Setzen Sie die Mittel sparsam ein. Zu viel Reiniger hinterlässt Rückstände, die Staub binden und bei Geräten die Funktion beeinträchtigen. Die Dosierangaben des Herstellers zeigen die richtige Menge. Wer umweltfreundlich putzen will, wählt Produkte ohne unnötige Duft- und Konservierungsstoffe und nutzt wiederverwendbare Tücher statt Einweg-Putztücher.
Eingebranntes und Kalk entfernen
Lassen Sie die Kochfläche zuerst abkühlen. Eingebrannte Speisen lösen sich dann leichter, wenn Sie die Fläche kurz einweichen lassen. Bei Glaskeramik-Kochfeldern verwenden Sie einen Ceranfeld-Schaber und ein geeignetes Reinigungsmittel, das eine dünne Schutzschicht hinterlässt. Verwenden Sie keine scheuernden Schwämme, die die Oberfläche zerkratzen.
Kalk entsteht dort, wo Wasser verdunstet, also an Wasserhähnen, in Wasserkochern und auf Fliesen. Gegen Kalk setzen Sie einen handelsüblichen Entkalker oder eine Lösung aus Essig und Wasser ein. Bei empfindlichen Materialien wie Naturstein oder versiegelten Oberflächen sollten Sie Essig meiden, weil die Säure das Material angreift. Spülen Sie nach dem Entkalken gründlich mit klarem Wasser nach.
Waschmaschine und Trockner pflegen
Waschmaschinen reinigen Wäsche in Tests fast alle gut. Die Strom- und Wasserkosten unterscheiden sich aber deutlich, und einige Geräte fallen im Langzeittest durch. Wer seine Maschine pflegt, senkt das Risiko von Schäden und hält die Hygiene aufrecht. Lassen Sie die Tür nach dem Waschen offen, damit die Trommel trocknet. Reinigen Sie die Waschmittelschublade regelmäßig und starten Sie ab und zu einen leeren Waschgang bei hoher Temperatur. Das verhindert Ablagerungen und unangenehme Gerüche.
Beim Trockner gehört das Flusensieb zur regelmäßigen Pflege. Reinigen Sie es nach jedem Trockengang, denn ein verstopftes Sieb verlängert die Trockenzeit und erhöht den Stromverbrauch. Wer einen neuen Trockner kaufen möchte, sollte auf das Energielabel achten. Seit Juli 2025 gilt eine strengere Kennzeichnung, die die Geräte besser vergleichbar macht.

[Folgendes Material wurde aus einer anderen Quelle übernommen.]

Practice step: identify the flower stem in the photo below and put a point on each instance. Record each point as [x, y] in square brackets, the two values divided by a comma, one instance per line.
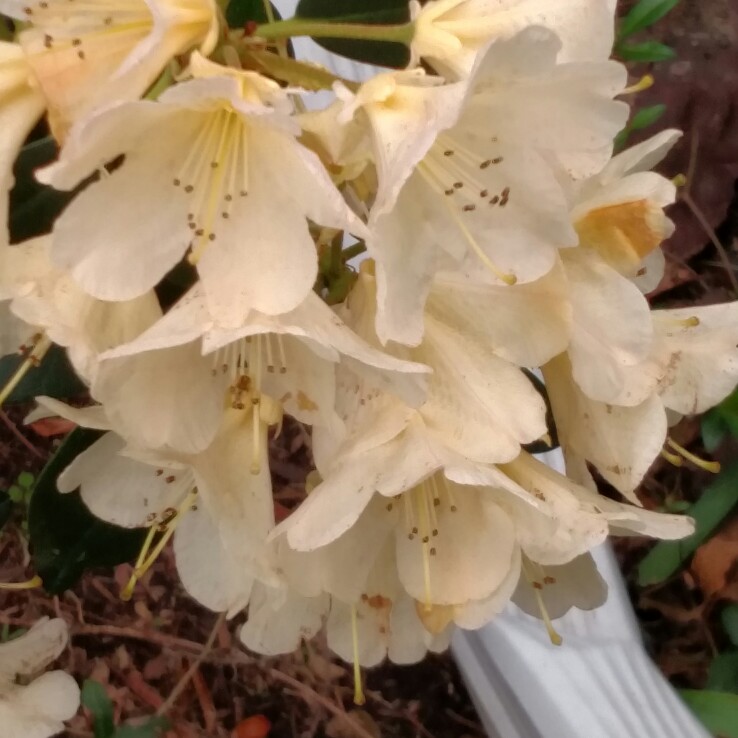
[401, 33]
[32, 360]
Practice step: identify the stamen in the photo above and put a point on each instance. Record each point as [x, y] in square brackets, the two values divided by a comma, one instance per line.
[423, 515]
[146, 560]
[359, 697]
[673, 459]
[127, 591]
[409, 517]
[32, 360]
[679, 181]
[270, 353]
[711, 466]
[282, 354]
[32, 583]
[255, 467]
[555, 638]
[643, 84]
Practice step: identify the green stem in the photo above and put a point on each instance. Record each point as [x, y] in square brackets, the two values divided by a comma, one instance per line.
[354, 250]
[402, 33]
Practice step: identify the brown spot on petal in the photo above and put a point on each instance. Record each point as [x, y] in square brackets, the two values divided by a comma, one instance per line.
[304, 402]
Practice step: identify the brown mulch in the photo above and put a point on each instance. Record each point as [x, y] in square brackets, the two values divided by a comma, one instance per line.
[140, 650]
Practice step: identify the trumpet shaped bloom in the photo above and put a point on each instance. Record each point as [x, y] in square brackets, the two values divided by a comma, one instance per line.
[213, 168]
[479, 401]
[216, 505]
[21, 105]
[88, 55]
[691, 366]
[619, 212]
[464, 169]
[170, 384]
[46, 300]
[451, 33]
[38, 709]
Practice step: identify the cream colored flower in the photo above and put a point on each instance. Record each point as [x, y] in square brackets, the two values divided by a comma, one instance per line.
[38, 709]
[86, 55]
[451, 33]
[464, 169]
[213, 167]
[216, 504]
[48, 301]
[20, 108]
[170, 384]
[479, 401]
[619, 212]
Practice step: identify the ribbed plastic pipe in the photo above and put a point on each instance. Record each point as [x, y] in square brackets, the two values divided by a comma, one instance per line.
[600, 683]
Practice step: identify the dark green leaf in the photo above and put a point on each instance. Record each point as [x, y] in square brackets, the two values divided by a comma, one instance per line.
[643, 15]
[714, 430]
[648, 51]
[153, 728]
[646, 117]
[727, 411]
[717, 710]
[240, 12]
[729, 618]
[723, 674]
[66, 539]
[96, 700]
[55, 377]
[6, 508]
[34, 207]
[667, 557]
[539, 447]
[372, 12]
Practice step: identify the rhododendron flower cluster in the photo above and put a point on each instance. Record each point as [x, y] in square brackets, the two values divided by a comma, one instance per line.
[204, 282]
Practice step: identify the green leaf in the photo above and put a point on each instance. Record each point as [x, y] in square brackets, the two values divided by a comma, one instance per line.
[240, 12]
[714, 430]
[33, 206]
[26, 480]
[667, 557]
[55, 377]
[153, 728]
[539, 447]
[96, 700]
[372, 12]
[643, 15]
[648, 51]
[6, 508]
[646, 117]
[66, 539]
[729, 618]
[723, 674]
[717, 710]
[727, 410]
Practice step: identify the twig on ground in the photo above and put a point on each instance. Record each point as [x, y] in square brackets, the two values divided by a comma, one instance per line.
[185, 680]
[310, 695]
[13, 428]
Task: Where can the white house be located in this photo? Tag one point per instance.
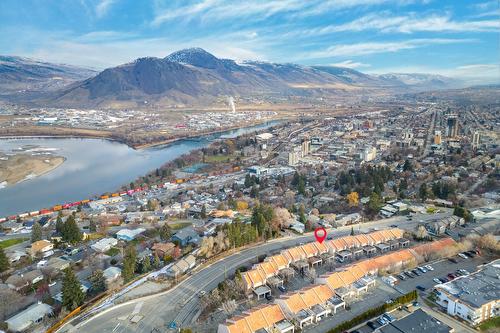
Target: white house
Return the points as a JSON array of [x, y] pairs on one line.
[[27, 318], [104, 244]]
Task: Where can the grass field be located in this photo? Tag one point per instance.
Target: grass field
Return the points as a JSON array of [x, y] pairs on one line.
[[9, 242], [179, 225]]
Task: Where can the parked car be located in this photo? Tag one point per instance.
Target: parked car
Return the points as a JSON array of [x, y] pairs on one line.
[[423, 270], [382, 321], [471, 254], [388, 317], [409, 274]]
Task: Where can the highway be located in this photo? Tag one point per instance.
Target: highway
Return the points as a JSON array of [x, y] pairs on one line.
[[181, 304]]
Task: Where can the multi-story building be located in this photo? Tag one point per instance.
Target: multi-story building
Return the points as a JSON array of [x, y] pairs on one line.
[[452, 126], [476, 139], [474, 297], [437, 138]]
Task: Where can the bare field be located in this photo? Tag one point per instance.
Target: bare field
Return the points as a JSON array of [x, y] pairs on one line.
[[21, 167]]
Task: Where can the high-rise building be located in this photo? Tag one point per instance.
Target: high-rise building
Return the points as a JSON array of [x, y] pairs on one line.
[[476, 139], [293, 158], [437, 137], [452, 126], [306, 148]]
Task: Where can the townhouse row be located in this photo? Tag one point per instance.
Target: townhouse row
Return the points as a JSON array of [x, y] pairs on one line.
[[274, 268], [329, 293]]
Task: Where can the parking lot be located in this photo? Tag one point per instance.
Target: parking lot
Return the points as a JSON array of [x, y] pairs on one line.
[[384, 292]]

Saugroboter und ihre Stationen reinigen
Saugroboter und Kombigeräte mit Wischfunktion haben in Tests der Stiftung Warentest Schwächen gezeigt. Viele Modelle werden mit einer Station verkauft, die den Roboter selbst reinigt. Diese Station übernimmt aber nicht die gesamte Pflege. Leeren Sie den Staubbehälter regelmäßig, befreien Sie die Bürsten von Haaren und Fusseln und wischen Sie die Sensoren ab. Bei Modellen mit Wischfunktion gehören die Wischtücher nach jedem Einsatz in die Wäsche, sonst verteilen sie beim nächsten Mal Schmutz und Bakterien.
Auch die Station selbst braucht Pflege. Wenn sie den Staub aus dem Roboter saugt, setzen sich Filter und Behälter mit der Zeit zu. Halten Sie Kontakte und Andockstellen trocken und sauber, damit der Roboter zuverlässig lädt. Die Herstelleranleitung zeigt, welche Teile Sie ausbauen und reinigen dürfen.
Küchenhygiene und Geschirrspüler
Der Haushalts-Check der Stiftung Warentest behandelt neben dem Waschen auch die Küchenhygiene. Wischen Sie Arbeitsflächen, Spüle und Gerätegriffe regelmäßig ab, am besten mit einem Allzweckreiniger und einem sauberen Tuch. Auch der Geschirrspüler muss regelmäßig gereinigt werden. Befreien Sie das Sieb im Innenraum von Speiseresten und wischen Sie die Türdichtung mit einem feuchten Tuch ab. Wer oft kurze Programme nutzt, sollte ab und zu einen leeren Heißwaschgang mit einem Maschinenreiniger laufen lassen, damit sich Fett und Kalkablagerungen nicht festsetzen.